The second is an interesting one. Throughout my markets career I never really appreciated gold as an asset. Yep, you can wear it, you can bung it in your teeth, but I never thought it lead to a better world.
The other aspect is, how would you buy it (outside of buying gold miner stocks) and what would you do with it?
Lastly – is it a good “time” to buy? If gold is an inflation hedge, best we strip out inflation to measure. It it has had a big run in the last two decades, but is not that much above 1720 levels. Good enough for me.
Not wanting to hold gold under the bed, this week I bought some via an Exchange Traded Fund. Of course there is some residual risk that there is actually gold “behind” the investment to support. My investment is via the Perth Mint, so I assume that is well covered, but they have had swindles and scandals dating back to the 1980’s. Buyer beware. It could drop like this dunny.

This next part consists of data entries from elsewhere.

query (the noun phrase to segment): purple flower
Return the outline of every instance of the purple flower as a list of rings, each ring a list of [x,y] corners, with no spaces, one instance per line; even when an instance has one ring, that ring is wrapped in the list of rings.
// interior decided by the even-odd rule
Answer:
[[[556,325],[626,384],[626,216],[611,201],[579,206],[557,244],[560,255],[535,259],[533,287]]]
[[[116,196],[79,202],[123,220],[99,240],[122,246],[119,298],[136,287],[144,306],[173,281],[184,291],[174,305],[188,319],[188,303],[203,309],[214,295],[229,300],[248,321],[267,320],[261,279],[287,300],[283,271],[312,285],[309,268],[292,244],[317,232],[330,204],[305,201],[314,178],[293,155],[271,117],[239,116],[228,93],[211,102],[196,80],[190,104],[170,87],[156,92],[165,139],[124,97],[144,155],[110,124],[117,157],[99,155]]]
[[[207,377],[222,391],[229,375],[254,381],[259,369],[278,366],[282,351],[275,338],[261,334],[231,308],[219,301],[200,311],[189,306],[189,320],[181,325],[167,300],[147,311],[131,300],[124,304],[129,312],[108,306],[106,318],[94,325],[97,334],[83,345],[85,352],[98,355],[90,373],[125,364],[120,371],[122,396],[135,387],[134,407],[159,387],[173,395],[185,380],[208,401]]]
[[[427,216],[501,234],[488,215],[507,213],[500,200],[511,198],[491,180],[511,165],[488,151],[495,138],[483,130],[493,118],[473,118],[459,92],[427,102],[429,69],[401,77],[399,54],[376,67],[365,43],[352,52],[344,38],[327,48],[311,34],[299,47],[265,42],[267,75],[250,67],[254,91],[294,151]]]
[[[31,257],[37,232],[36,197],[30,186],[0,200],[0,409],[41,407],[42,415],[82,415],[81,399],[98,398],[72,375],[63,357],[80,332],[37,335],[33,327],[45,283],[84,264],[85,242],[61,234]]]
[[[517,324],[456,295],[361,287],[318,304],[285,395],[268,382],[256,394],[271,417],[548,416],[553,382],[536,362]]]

I think I would $hit myself….
As an aside, if you believe that the USD currency is going to tank in the medium term, by default you should be expecting a resultant higher AUD. Parity or beyond is possible in a few years.
What is Black Swan drinking?
Warm weather hitting SE Australia this week – maybe the last gasp. Bit different in Texas at present. Real photo:
Given our heat though, I chose to knock off the last of my “special” beers.
It is a very clear and well filtered refreshing golden ale. Apparently top and warm fermented which is unusual for a german style beer.
Classy bottle that the girls love. Regional brewery – hard to find. 9/10 Goes well with food – but not cats or rice.
Not here, kitty kitty kitty
The Killers latest release. Usual Killer beat that gets you up and about. Maybe be appropriate for the advice above….
Have a good one (in case the warrant is real). There is space enough for everyone.